3. They can support rang7.com with “free” advertising – image rang7.com printed on boarding pass, on airline magazine, announcement made by the flight crew… or (worst for any OTA) the aircraft itself
The idea is good, execution still matters. Airlines are helping the customer by taking out “the middle” man…More airlines should move out of GDS and support a common OTA..
Spike – Since it is obvious you work for Rang7, here are some questions for you:
Why do the airlines even need a Rang7 to sell cheaper tickets when the lowest price is already on their own website ?
Will Rang7 ever price lower than the airline sites ?
Why would someone choose Rang7 over MMT/Yatra – after all everyone claims to have best prices and give cashbacks.
If not, won’t metasearch remain the most efficient distribution channel ? the orbitz founders must have realized something to leave and start kayak or the ixigo founders to leave amadeus?
> Spike – Since it is obvious you work for Rang7
No I don’t work for but Rang7… in fact looking to find out who is working for them
>Why do the airlines even need a Rang7 to sell cheaper tickets when the lowest price is already on their own website ?
FlyKingfisher.com only sells Kingfisher fights and not SpiceJet, so they require one common OTA site to sell all the tickets…
>Will Rang7 ever price lower than the airline sites ?
I don’t know
>Why would someone choose Rang7 over MMT/Yatra – after all everyone claims to have best prices and give cashbacks.
Whole point of Rang7 is to sell fights and compete with MMT/Yatra.
> won’t metasearch remain the most efficient distribution channel
Meta search won’t sell tickets they will direct traffic to OTA, Airline sites.

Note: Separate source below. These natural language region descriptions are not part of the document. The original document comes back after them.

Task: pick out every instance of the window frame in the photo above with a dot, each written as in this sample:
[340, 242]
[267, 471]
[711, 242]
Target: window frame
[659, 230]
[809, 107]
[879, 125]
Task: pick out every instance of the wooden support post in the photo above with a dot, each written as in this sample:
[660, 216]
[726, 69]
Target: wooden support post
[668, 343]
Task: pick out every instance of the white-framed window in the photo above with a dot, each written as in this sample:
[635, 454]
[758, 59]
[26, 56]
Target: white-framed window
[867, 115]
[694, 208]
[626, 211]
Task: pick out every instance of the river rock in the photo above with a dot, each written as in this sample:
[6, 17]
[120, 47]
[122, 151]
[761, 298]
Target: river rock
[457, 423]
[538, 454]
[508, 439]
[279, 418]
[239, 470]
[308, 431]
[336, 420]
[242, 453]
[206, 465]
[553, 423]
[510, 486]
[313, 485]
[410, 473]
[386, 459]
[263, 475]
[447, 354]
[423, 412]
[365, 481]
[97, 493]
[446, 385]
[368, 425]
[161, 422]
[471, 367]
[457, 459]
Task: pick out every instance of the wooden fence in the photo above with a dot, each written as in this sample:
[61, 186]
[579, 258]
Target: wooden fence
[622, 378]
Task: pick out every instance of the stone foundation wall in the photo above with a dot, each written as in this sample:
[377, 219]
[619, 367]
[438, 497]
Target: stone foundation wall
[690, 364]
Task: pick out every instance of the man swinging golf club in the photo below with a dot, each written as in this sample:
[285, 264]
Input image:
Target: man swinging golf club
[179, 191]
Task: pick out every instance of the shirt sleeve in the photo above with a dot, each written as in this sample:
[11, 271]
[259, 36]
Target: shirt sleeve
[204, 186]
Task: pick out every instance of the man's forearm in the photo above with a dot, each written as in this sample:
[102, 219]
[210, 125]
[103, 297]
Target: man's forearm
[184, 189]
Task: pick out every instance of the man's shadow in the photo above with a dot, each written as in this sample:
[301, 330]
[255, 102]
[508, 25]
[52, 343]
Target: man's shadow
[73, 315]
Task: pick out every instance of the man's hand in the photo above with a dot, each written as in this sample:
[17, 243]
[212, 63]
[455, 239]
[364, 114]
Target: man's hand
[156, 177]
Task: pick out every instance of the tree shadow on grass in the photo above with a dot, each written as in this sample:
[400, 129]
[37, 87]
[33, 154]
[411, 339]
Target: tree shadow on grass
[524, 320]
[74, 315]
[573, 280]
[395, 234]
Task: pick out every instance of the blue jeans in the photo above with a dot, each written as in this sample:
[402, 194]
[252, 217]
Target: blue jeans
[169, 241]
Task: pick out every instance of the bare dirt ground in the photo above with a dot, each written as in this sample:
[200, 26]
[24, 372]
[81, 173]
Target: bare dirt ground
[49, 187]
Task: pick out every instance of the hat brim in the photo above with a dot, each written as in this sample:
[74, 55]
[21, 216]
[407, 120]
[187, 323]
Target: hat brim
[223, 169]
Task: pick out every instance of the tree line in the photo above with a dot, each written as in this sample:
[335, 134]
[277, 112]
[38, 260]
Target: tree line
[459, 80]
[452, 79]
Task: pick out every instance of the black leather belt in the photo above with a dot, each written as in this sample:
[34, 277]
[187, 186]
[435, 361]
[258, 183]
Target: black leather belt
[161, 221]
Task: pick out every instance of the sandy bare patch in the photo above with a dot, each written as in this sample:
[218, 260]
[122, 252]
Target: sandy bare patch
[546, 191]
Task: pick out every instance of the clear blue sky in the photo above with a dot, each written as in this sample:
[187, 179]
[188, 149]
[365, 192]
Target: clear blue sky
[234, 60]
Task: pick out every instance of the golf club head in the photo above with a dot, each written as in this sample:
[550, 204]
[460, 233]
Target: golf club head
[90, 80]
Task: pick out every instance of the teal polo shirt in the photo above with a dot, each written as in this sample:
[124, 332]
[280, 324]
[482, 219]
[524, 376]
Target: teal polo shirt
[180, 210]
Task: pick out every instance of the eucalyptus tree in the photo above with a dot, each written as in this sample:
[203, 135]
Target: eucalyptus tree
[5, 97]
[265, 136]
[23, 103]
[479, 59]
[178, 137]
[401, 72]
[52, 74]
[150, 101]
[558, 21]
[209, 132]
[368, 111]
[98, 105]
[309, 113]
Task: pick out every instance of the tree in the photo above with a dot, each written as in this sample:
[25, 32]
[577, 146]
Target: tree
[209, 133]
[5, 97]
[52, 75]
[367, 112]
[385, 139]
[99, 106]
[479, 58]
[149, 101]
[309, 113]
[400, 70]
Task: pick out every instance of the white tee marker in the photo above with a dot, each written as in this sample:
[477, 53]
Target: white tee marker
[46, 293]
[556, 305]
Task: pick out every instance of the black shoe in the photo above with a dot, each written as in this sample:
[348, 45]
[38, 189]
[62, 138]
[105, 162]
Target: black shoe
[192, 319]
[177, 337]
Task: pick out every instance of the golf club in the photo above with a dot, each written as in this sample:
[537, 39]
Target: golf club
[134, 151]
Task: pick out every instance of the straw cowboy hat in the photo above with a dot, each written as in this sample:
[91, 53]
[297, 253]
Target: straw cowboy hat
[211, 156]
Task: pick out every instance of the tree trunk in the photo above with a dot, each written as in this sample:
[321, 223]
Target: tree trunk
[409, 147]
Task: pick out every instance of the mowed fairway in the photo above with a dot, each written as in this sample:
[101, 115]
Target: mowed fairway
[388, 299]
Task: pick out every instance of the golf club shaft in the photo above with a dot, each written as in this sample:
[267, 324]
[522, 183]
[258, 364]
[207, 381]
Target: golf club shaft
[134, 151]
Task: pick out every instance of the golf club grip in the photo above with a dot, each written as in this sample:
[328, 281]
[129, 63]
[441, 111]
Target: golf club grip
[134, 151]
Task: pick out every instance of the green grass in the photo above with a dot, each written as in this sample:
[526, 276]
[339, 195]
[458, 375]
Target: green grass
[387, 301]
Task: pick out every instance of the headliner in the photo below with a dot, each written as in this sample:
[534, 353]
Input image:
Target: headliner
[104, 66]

But in India they have not really made an impact as in other markets (hinting Kayak).
> the orbitz founders must have realized something to leave and start kayak or the ixigo founders to leave amadeus?
What are talking about here…?
>FlyKingfisher.com only sells Kingfisher fights and not SpiceJet, so they require one common OTA site to sell all the tickets…
Dont we already have 10 OTAs doing that ?
>Whole point of Rang7 is to sell fights and compete with MMT/Yatra.
Best of luck !
>Meta search won’t sell tickets they will direct traffic to OTA, Airline sites. But in India they have not really made an impact as in other markets (hinting Kayak).
too early to comment here.
Not 10 only 3… rest 7 don’t matter.
The top 3 are NOT competing each other they are competing against the airlines.
Airlines think OTAs are eating the cake while the airline is running into losses (which in a way they are). An offline agent has to do a LOT, in terms of manual work and interfacing with the customer etc.
Now the airlines have there own OTA… this is going to be interesting
> The top 3 are NOT competing each other they are competing against the airlines.
So now the airlines will create another OTA to compete with them ?
since it is obvious that frequent traveller works for an existing OTA, I have a question for him – what does it take for one to appreciate that competition is bound to come up in an attractive (?) sector ?
second, not sure if hrush is reading these comments, but if he is – what business innovation is he claiming? cleartrip was late to market with a fancy frontend for innovation – makemytrip has caught up to a large extent and so has yatra. so where does that leave them?
I think Ixigo and rang7 have the best chance to compete in this market, if this business model is true afterall.
This is a timely post, Ashish. Great work
Somebody needs to interview the airline guys too now.